Scenario 5: Intermittent Aircraft or Radar Interference

Objective: Recognize and manage intermittent, often pulsed interference that can be mistaken for random outages.

Typical Symptoms

Brief but recurring C/N dips or packet loss:

• Correlate with flight paths (near airports) or ship movements (coastal radars)

Spectrum shows pulsed signals in bands adjacent to your downlink (e.g., radar in 2-4 GHz S-band, aircraft altimeters near 4.2-4.4 GHz).

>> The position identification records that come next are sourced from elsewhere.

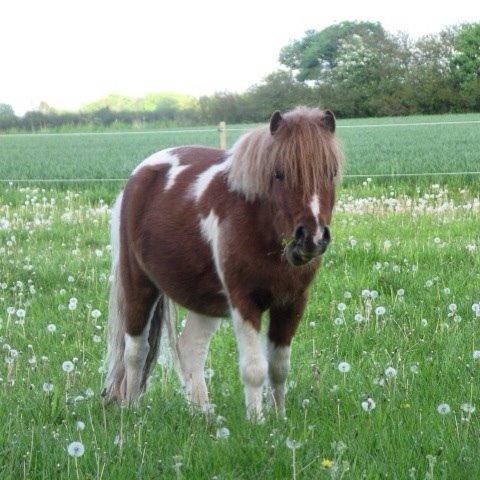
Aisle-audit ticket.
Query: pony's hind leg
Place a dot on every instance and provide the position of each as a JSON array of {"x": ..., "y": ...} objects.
[
  {"x": 141, "y": 309},
  {"x": 253, "y": 364},
  {"x": 193, "y": 349},
  {"x": 283, "y": 323}
]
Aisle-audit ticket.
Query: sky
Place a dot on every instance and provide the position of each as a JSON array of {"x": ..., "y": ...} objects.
[{"x": 69, "y": 52}]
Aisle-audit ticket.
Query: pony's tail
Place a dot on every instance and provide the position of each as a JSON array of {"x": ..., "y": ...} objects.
[{"x": 162, "y": 316}]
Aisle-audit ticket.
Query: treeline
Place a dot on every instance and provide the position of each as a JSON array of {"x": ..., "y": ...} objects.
[{"x": 357, "y": 69}]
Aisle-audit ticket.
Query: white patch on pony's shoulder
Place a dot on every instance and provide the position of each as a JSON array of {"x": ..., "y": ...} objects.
[
  {"x": 315, "y": 206},
  {"x": 173, "y": 174},
  {"x": 210, "y": 227},
  {"x": 204, "y": 179},
  {"x": 163, "y": 157}
]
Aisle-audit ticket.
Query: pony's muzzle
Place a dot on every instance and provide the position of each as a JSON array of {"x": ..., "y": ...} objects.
[{"x": 304, "y": 247}]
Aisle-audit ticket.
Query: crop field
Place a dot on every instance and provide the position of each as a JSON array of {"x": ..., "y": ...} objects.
[
  {"x": 385, "y": 379},
  {"x": 369, "y": 150}
]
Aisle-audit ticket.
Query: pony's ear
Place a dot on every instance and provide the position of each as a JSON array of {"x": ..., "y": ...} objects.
[
  {"x": 275, "y": 120},
  {"x": 329, "y": 120}
]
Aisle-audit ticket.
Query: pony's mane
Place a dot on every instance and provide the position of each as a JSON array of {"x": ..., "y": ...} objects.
[{"x": 303, "y": 149}]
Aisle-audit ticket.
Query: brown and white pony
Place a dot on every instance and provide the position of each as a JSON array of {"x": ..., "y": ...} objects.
[{"x": 234, "y": 232}]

Immediate Actions (0-15 Min)

Confirm pattern:

• Compare to known air traffic times or radar sweep patterns

If the site is highly critical:

• Consider temporary power increase (within limits) or additional coding margin until a structural fix is in place

Investigation and Mitigation

• Use RTSA with pulse analyzer options to characterize radar signatures
• If correlation is strong (e.g., near an airport):
  • Coordinate with relevant authorities and sat operator to:
  • Adjust frequency plans or
  • Implement directional filtering or shielding and improved LNA front-end protection

Prevention

• Mark high-risk RF zones in your planning (airport or port proximity)
• Deploy more robust RF chains and filtering by default at those locations

Scenario 6: Unknown Interferer or External Uplink (Piracy, Misconfigured Third-Party)

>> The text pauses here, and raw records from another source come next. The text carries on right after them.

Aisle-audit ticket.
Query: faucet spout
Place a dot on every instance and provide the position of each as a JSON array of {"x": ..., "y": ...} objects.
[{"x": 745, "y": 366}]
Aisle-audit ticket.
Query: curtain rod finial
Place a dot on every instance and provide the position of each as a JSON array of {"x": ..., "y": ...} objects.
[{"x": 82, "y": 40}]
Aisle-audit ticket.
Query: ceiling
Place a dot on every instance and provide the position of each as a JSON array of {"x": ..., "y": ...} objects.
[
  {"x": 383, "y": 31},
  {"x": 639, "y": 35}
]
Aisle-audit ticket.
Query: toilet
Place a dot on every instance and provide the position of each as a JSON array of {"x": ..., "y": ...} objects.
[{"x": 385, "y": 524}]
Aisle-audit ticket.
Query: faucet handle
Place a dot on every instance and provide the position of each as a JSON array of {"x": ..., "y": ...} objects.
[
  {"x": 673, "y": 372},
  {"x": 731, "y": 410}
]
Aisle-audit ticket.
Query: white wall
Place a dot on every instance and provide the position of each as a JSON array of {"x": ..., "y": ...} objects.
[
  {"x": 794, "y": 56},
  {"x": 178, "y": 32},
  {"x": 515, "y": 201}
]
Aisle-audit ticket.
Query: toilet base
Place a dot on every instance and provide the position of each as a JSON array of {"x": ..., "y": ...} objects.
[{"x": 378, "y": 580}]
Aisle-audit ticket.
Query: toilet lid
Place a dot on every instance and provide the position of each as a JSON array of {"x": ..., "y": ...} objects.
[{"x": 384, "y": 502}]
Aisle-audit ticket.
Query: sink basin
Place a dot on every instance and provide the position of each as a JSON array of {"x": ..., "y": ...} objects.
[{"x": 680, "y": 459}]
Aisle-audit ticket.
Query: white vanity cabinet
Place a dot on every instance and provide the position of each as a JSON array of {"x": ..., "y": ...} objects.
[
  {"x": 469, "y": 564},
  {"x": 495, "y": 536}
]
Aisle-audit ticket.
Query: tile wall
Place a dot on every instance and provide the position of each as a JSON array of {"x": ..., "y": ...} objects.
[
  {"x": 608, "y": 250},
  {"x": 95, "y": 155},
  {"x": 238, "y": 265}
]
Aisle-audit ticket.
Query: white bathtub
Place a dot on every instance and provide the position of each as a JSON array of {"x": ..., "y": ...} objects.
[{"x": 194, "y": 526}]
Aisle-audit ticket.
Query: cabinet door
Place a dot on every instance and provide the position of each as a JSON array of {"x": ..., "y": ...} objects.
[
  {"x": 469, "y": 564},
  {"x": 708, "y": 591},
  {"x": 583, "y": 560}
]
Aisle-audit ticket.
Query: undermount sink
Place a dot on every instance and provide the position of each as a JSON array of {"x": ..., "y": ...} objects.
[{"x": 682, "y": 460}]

Objective: Rapidly determine if interference is coming from an external uplink and hand it off to the satellite operator's mitigation process.

Typical Symptoms

Your NOC and terminals see:

• New, unexpected carriers on the transponder
• Or modulation you don't control overlaying your band

Satellite operator confirms:

• The source is not one of your registered terminals

Immediate Actions (0-15 Min)

Protect your services:

• Move critical carriers away from the interferer if possible
• Adjust power and coding to maintain robustness while the operator investigates

Operator Coordination

Provide to the sat operator:

• Spectrum snapshots
• Time ranges and affected frequencies

The operator will typically:

• Use geo-location tools and/or Carrier ID databases to identify the source
• Issue bogey messages, request uplink mutes or adjustments, and, if needed, involve regulators

Prevention

Ensure all your terminals:

• Are properly registered with the sat operator
• Use Carrier ID when available

Participate in industry-wide interference reporting and coordination bodies, since effective mitigation in these cases depends on shared information.